You can, and at production scale you should. The lab implements filter and dedup by hand so you see the rules — 100-char minimum, alphanumeric ratio, normalization before hashing — rather than burying them in a helper. Once you've written the plain-Python version, swapping to Arrow-backed datasets operations is a trivial speed optimization. Getting the rules wrong, on the other hand, silently drops the wrong samples and is invisible until your loss curve misbehaves two days into training.

Why is exact-hash deduplication 'only a floor'?

Because it catches byte-identical strings and nothing else. At web scale, near-duplicates dominate: boilerplate headers and footers, templated product descriptions, mirrored articles with one-word edits, paraphrased Wikipedia.
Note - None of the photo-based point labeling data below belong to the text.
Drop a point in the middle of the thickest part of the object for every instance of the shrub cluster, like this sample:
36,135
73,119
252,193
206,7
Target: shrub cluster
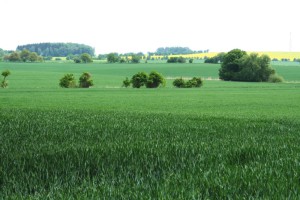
68,81
194,82
153,80
176,60
5,74
239,66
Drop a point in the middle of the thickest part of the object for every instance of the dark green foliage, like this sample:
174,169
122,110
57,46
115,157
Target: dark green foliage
173,50
135,58
5,74
77,59
126,82
176,60
275,78
113,58
154,80
179,82
14,57
238,66
67,81
86,58
192,83
58,49
216,59
24,55
85,80
122,60
140,79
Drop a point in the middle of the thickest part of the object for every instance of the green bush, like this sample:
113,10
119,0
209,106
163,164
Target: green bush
126,82
67,81
85,80
5,74
275,78
179,82
192,83
154,80
140,79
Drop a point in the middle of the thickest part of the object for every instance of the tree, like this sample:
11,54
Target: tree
112,58
140,79
85,80
126,82
5,74
135,58
238,66
86,58
179,82
33,57
230,65
154,80
24,55
14,57
67,81
194,82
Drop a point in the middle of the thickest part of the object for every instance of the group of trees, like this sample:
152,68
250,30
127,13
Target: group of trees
176,50
58,49
215,59
115,57
176,60
4,82
194,82
68,81
237,65
153,80
83,58
23,56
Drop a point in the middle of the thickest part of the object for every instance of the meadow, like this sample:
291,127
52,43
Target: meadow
225,140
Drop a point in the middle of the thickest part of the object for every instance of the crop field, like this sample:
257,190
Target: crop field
224,140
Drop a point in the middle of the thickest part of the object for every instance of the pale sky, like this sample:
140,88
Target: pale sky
140,25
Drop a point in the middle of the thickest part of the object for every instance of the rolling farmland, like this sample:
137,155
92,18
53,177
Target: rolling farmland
225,140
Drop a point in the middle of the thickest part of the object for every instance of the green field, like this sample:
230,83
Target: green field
225,140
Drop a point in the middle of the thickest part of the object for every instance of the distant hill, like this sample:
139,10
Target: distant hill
176,50
58,49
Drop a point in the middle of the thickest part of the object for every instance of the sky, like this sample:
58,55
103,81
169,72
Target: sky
143,26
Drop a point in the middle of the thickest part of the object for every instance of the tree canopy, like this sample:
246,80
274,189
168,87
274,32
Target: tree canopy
239,66
57,49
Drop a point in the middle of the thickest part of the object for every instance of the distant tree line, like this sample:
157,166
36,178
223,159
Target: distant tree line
57,49
23,56
176,51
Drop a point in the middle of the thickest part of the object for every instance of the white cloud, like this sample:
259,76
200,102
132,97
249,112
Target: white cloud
139,25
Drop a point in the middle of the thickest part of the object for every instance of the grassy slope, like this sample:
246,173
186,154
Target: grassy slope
225,140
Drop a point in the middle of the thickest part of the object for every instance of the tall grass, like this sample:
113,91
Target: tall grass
88,154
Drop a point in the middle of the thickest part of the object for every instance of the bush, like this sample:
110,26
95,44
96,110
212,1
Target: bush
275,78
238,66
176,60
5,74
126,82
154,80
194,82
179,82
140,79
85,80
67,81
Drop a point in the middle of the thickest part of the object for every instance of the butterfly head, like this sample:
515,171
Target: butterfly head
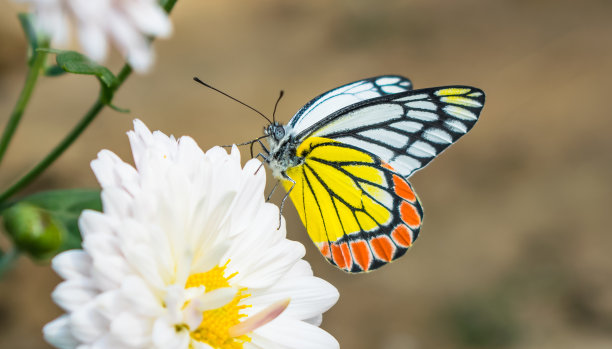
276,131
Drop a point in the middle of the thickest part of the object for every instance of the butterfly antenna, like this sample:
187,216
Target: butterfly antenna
196,79
276,105
247,143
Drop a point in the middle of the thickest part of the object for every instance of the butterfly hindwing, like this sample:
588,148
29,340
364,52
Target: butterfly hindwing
341,97
357,209
406,130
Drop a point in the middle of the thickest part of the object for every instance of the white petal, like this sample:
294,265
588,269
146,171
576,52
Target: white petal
141,297
149,18
309,296
72,294
165,336
87,324
58,333
289,333
93,39
135,331
72,264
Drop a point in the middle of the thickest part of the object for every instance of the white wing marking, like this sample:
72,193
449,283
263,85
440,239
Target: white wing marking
422,105
394,139
422,115
332,101
412,98
407,126
405,164
378,150
456,126
362,117
387,80
437,135
422,150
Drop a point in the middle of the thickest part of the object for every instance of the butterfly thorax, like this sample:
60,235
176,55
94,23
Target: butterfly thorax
283,147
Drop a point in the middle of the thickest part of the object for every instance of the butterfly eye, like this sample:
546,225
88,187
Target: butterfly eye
279,133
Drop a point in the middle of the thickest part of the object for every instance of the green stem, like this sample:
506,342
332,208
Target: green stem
7,259
34,71
66,142
74,133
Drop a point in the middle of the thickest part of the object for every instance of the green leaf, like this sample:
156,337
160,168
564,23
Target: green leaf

Production pipelines layer on MinHash + LSH (for shingle-based near-dupe detection), SimHash, or semantic dedup via embedding clustering. Exact-hash is still worth running first because it's cheap and removes the obvious case, but on its own it leaves ~30-50% of effective duplicates in place on common crawl-type corpora.

Why a ByteLevel pre-tokenizer for BPE?

ByteLevel is what GPT-2 pioneered and what most modern open LLMs still use. It maps every byte to a printable Unicode character before BPE runs, which guarantees the tokenizer never sees an 'unknown' symbol at inference — any input is representable, because every input byte has a mapping. Alternatives (Whitespace pre-tokenizer, SentencePiece BPE, Unigram) handle OOV differently and change downstream behavior. ByteLevel gives you coverage + reasonable compression + compatibility with the GPT-2/Llama tokenizer family, which is why it's the default.

Why does tokenizer vocab size matter so much?

Because it's fixed for the life of the model — every later decision (embedding table size, token budget, maximum context cost, per-step compute) is downstream of it. Too small: the tokenizer splits common words into many pieces, inflating your sequence lengths and shrinking effective context. Too large: the embedding and output head balloon, wasting parameters on rare tokens. The 8,000 setting in this lab is small on purpose (fast to train, easy to inspect); real LLMs use 32k-128k depending on language coverage.

Why feed the instruction batch through GPT-2 at the end?

To prove the pipeline actually produces tensors a real model can consume without crashing. Step 5 checks that input_ids and attention_mask have matching shapes, live on CUDA, and that the forward pass returns logits with the right batch/seq/vocab dimensions. This is the smallest-possible end-to-end sanity check: a pipeline that processes ten million samples but fails to produce a valid batch tensor is worse than useless, and catching it at sample size 4 is cheap.

What's genuinely missing from this pipeline compared to Llama 3 / DBRX scale?

Language ID (keep English-only or build language-aware mixes), near-duplicate detection (MinHash/LSH), toxicity and PII scrubbing, source-weighted mixing (code, web, books at tuned ratios), per-source quality classifiers (the Llama 3 paper trained dedicated filters), and proper shuffling across shards. The reflection step pushes you to name which of these you'd build first and why — and the honest answer is usually 'near-duplicate dedup' because it's the biggest silent-quality win at scale.